Fix planner error with nested security barrier views when the outer
view has a WHERE
clause containing a correlated subquery
(Dean Rasheed)
Fix memory leak in GIN index searches (Tom Lane)
Fix corner-case crash due to trying to free localeconv()
output strings more than once (Tom Lane)
Fix parsing of affix files for ispell
dictionaries
(Tom Lane)
The code could go wrong if the affix file contained any characters
whose byte length changes during case-folding, for
example I
in Turkish UTF8 locales.
Avoid use of sscanf()
to parse ispell
dictionary files (Artur Zakirov)
This dodges a portability problem on FreeBSD-derived platforms (including macOS).
Fix atomic-operations code used on PPC with IBM's xlc compiler (Noah Misch)
This error led to rare failures of concurrent operations on that platform.
Avoid a crash on old Windows versions (before 7SP1/2008R2SP1) with an AVX2-capable CPU and a Postgres build done with Visual Studio 2013 (Christian Ullrich)
This is a workaround for a bug in Visual Studio 2013's runtime library, which Microsoft have stated they will not fix in that version.

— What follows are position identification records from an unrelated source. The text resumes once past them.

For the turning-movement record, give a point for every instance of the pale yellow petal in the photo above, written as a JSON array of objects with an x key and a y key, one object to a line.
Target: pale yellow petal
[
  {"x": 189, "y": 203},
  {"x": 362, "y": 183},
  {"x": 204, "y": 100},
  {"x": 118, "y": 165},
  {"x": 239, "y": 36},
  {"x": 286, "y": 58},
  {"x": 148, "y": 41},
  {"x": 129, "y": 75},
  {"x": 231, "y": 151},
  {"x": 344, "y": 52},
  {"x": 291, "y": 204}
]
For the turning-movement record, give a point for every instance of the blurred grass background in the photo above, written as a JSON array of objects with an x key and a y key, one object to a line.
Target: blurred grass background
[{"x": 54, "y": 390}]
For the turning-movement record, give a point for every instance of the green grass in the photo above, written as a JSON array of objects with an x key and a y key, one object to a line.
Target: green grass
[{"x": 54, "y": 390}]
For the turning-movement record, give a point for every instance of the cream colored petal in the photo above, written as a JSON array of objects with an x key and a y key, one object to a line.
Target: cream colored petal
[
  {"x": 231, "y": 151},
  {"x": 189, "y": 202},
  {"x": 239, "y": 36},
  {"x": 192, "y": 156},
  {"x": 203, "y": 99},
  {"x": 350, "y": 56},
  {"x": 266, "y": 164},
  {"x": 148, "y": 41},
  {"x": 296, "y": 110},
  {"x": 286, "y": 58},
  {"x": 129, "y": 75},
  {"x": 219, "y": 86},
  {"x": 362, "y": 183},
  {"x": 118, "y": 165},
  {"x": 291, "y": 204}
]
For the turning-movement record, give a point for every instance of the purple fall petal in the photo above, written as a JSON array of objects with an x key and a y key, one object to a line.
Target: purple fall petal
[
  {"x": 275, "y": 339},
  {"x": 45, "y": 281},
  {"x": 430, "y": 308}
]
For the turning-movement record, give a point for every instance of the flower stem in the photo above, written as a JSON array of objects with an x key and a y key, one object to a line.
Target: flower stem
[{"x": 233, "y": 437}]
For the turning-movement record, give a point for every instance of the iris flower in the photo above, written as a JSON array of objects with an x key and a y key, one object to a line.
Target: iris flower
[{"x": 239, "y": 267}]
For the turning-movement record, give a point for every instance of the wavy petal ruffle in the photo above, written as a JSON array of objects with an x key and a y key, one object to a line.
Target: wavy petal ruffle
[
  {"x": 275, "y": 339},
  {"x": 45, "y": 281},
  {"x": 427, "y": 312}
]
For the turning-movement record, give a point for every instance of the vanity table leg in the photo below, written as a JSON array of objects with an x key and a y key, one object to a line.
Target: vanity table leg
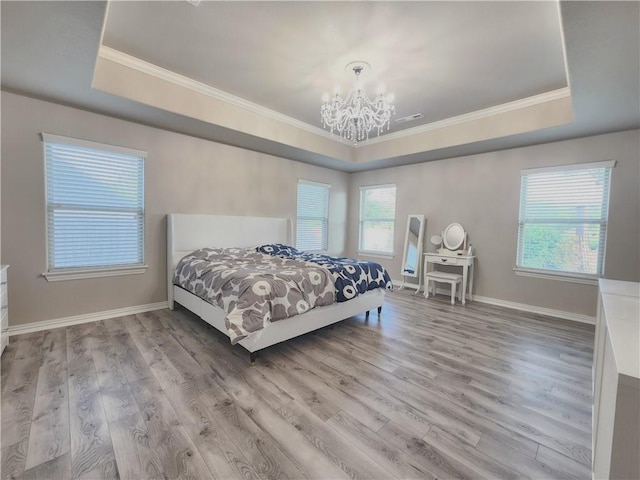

Fix psql's tab completion logic to handle multibyte characters properly (Kyotaro Horiguchi, Robert Haas)
Fix psql's tab completion for
SECURITY LABEL
(Tom Lane)
Pressing TAB after SECURITY LABEL
might cause a crash
or offering of inappropriate keywords.
Make pg_ctl accept a wait timeout from the
PGCTLTIMEOUT
environment variable, if none is specified on
the command line (Noah Misch)
This eases testing of slower buildfarm members by allowing them to globally specify a longer-than-normal timeout for postmaster startup and shutdown.
Fix incorrect test for Windows service status in pg_ctl (Manuel Mathar)
The previous set of minor releases attempted to fix pg_ctl to properly determine whether to send log messages to Window's Event Log, but got the test backwards.
Fix pgbench to correctly handle the combination
of -C
and -M prepared
options (Tom Lane)
In pg_upgrade, skip creating a deletion script when the new data directory is inside the old data directory (Bruce Momjian)
Blind application of the script in such cases would result in loss of the new data directory.
In PL/Perl, properly translate empty Postgres arrays into empty Perl arrays (Alex Hunsaker)
Make PL/Python cope with function names that aren't valid Python identifiers (Jim Nasby)
Fix multiple mistakes in the statistics returned
by contrib/pgstattuple
's pgstatindex()
function (Tom Lane)
Remove dependency on psed
in MSVC builds, since it's no
longer provided by core Perl (Michael Paquier, Andrew Dunstan)
Update time zone data files to tzdata release 2016c for DST law changes in Azerbaijan, Chile, Haiti, Palestine, and Russia (Altai, Astrakhan, Kirov, Sakhalin, Ulyanovsk regions), plus historical corrections for Lithuania, Moldova, and Russia (Kaliningrad, Samara, Volgograd).